Purpose : Due to the lack of effective models to study human macula, there are limited mechanistic insights and therapeutic options for complex macular diseases, such as Macular Telangiectasia type 2 (MacTel). We have developed a novel and tractable approach named Macula-on-a-Chip (MoaC) system. Here, we use and validate MoaC to mimic MacTel conditions ex vivo through elevation of 1-Deoxyspingolipids (1-deoxySL) levels, one of the main pathogenic factors of MacTel.

Methods : The MoaC system employs continuous perfusion of human retinal explants with culture medium. Macular and peripheral retinal explants from human donors were cultured for 3 days with 1-deoxySL and sphingolipids. We used TUNEL staining, LDH, NAD/NADH assays, PROTEOSTAT Aggresome Detection, bulk RNAseq and Western Blot to assess cell viability, metabolic status, protein aggregation and gene/protein expression changes. We also explored potential therapeutic interventions, including a preliminary evaluation of the rescue effect of Nicotinamide Mononucleotide (NMN).

Results : The MoaC system successfully maintained retinal structure and cellular metabolism with minimal cell death observed over 3 days' of culturing. 1-deoxySL treatment induced generalized retinal toxicity indicated by TUNEL positive cells, including Müller cells, which was significantly greater in the macula than in the peripheral retina (138% of peripheral control by LDH assay, p=0.003). RNAseq revealed the macula had different response to 1-deoxySL than the peripheral retina, with 260 versus 124 differentially expressed genes (DEGs), respectively, and only 4 shared DEGs. Notably, protein ubiquitination and NAD signaling were identified amongst the major differentially altered pathways in the macula after 1-deoxySL treatment, leading to increased protein aggregation and cell apoptosis, which were partially mitigated by NMN supplementation.
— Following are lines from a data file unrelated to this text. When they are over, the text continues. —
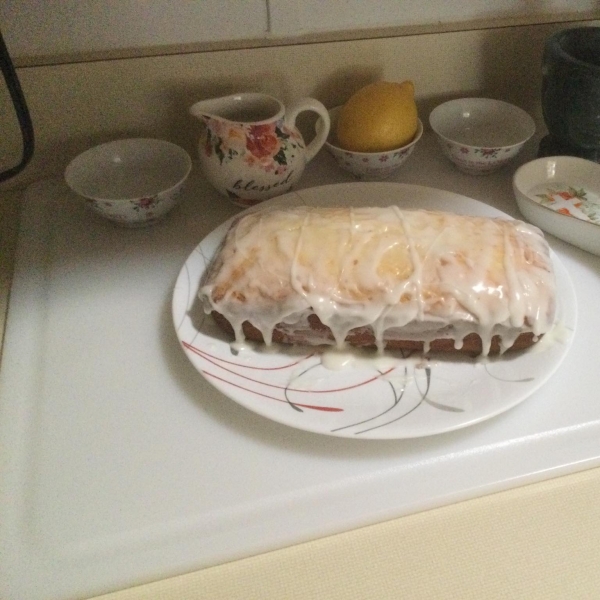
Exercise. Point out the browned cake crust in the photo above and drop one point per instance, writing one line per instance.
(363, 338)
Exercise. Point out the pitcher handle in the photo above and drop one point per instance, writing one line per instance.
(321, 132)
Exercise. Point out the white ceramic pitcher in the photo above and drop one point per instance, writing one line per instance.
(250, 148)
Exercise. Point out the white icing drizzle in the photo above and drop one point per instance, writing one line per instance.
(412, 275)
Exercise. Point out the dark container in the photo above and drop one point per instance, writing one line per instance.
(571, 92)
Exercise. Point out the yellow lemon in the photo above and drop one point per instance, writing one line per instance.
(379, 117)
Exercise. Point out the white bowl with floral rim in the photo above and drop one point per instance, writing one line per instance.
(133, 182)
(481, 135)
(368, 166)
(561, 195)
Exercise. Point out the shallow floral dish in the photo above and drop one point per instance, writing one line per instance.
(133, 182)
(367, 166)
(365, 397)
(480, 135)
(561, 195)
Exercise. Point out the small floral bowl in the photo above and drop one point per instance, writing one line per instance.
(368, 166)
(561, 195)
(132, 182)
(480, 135)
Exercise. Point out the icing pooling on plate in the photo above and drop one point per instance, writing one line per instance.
(415, 275)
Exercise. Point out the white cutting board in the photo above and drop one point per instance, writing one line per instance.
(121, 464)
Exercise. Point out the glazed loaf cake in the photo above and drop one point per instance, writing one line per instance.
(385, 277)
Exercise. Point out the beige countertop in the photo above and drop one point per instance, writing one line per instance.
(536, 541)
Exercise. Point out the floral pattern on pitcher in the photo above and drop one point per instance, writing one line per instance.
(270, 147)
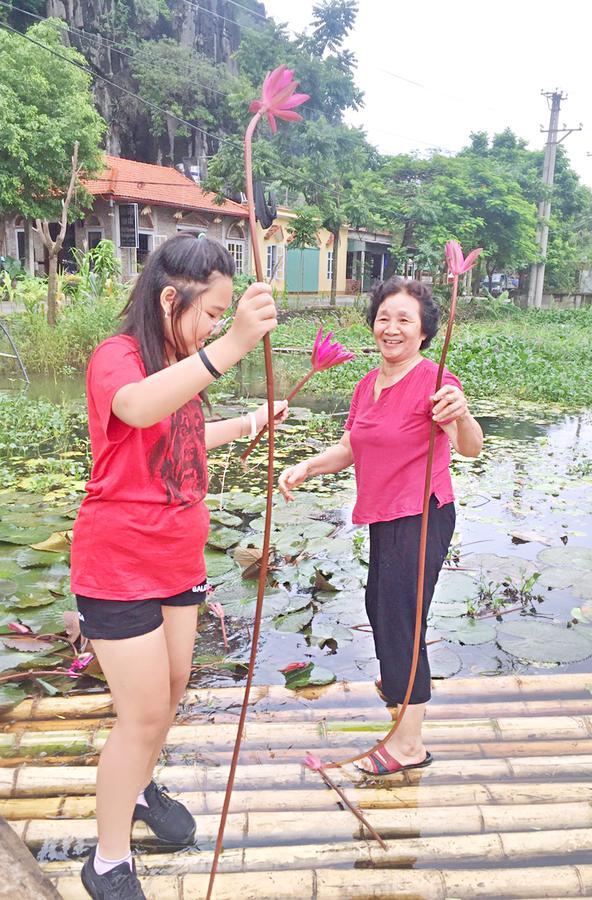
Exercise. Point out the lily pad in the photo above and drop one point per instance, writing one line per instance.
(27, 558)
(504, 568)
(305, 675)
(10, 696)
(224, 538)
(55, 543)
(570, 557)
(555, 577)
(294, 621)
(542, 642)
(467, 630)
(221, 517)
(444, 661)
(217, 563)
(13, 534)
(240, 600)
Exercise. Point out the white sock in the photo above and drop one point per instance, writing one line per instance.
(103, 865)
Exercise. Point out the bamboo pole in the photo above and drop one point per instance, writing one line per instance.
(275, 829)
(37, 781)
(516, 883)
(366, 797)
(266, 756)
(475, 849)
(372, 711)
(56, 741)
(352, 693)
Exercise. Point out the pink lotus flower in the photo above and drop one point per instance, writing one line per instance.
(218, 610)
(457, 264)
(278, 97)
(325, 354)
(80, 664)
(19, 628)
(312, 762)
(293, 666)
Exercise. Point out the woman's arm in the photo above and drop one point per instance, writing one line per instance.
(330, 461)
(451, 413)
(227, 430)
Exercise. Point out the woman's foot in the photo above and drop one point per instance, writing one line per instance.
(383, 762)
(119, 883)
(167, 818)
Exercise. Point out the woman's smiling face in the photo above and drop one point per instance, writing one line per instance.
(397, 328)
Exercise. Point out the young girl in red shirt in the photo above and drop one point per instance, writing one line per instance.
(138, 568)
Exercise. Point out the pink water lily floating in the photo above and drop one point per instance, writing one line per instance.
(278, 98)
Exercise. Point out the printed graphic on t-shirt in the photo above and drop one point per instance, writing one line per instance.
(180, 459)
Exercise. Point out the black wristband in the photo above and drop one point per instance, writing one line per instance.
(211, 369)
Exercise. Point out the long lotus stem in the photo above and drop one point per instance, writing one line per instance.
(269, 503)
(290, 396)
(422, 551)
(357, 813)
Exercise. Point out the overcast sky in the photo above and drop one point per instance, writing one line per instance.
(434, 71)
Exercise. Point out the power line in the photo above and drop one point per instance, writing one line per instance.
(113, 46)
(160, 109)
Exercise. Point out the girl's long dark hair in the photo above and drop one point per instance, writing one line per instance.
(186, 262)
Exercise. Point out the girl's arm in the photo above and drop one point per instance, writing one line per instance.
(332, 460)
(227, 430)
(146, 402)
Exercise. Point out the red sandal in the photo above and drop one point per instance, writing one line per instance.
(388, 765)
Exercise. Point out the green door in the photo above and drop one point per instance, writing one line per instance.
(302, 270)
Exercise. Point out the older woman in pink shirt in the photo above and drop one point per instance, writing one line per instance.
(386, 439)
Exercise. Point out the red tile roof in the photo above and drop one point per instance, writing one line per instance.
(125, 179)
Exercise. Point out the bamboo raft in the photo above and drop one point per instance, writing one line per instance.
(505, 811)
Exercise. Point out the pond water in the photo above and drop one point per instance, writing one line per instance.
(516, 594)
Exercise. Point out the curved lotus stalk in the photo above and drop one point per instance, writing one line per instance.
(325, 354)
(277, 100)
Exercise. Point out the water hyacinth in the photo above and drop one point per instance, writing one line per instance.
(80, 664)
Conclusions : Our study is the first to treat the human macula with 1-deoxySL to model MacTel, revealing significant insights into the disease's pathogenesis and potential treatment avenues. The differential response of the macula to 1-deoxySL may explain its vulnerability to develop MacTel. While NMN shows promise in alleviating 1-deoxySL toxicity, further research is needed to strengthen its scientific foundation as a therapeutic option for MacTel.

This abstract was presented at the 2024 ARVO Annual Meeting, held in Seattle, WA, May 5-9, 2024.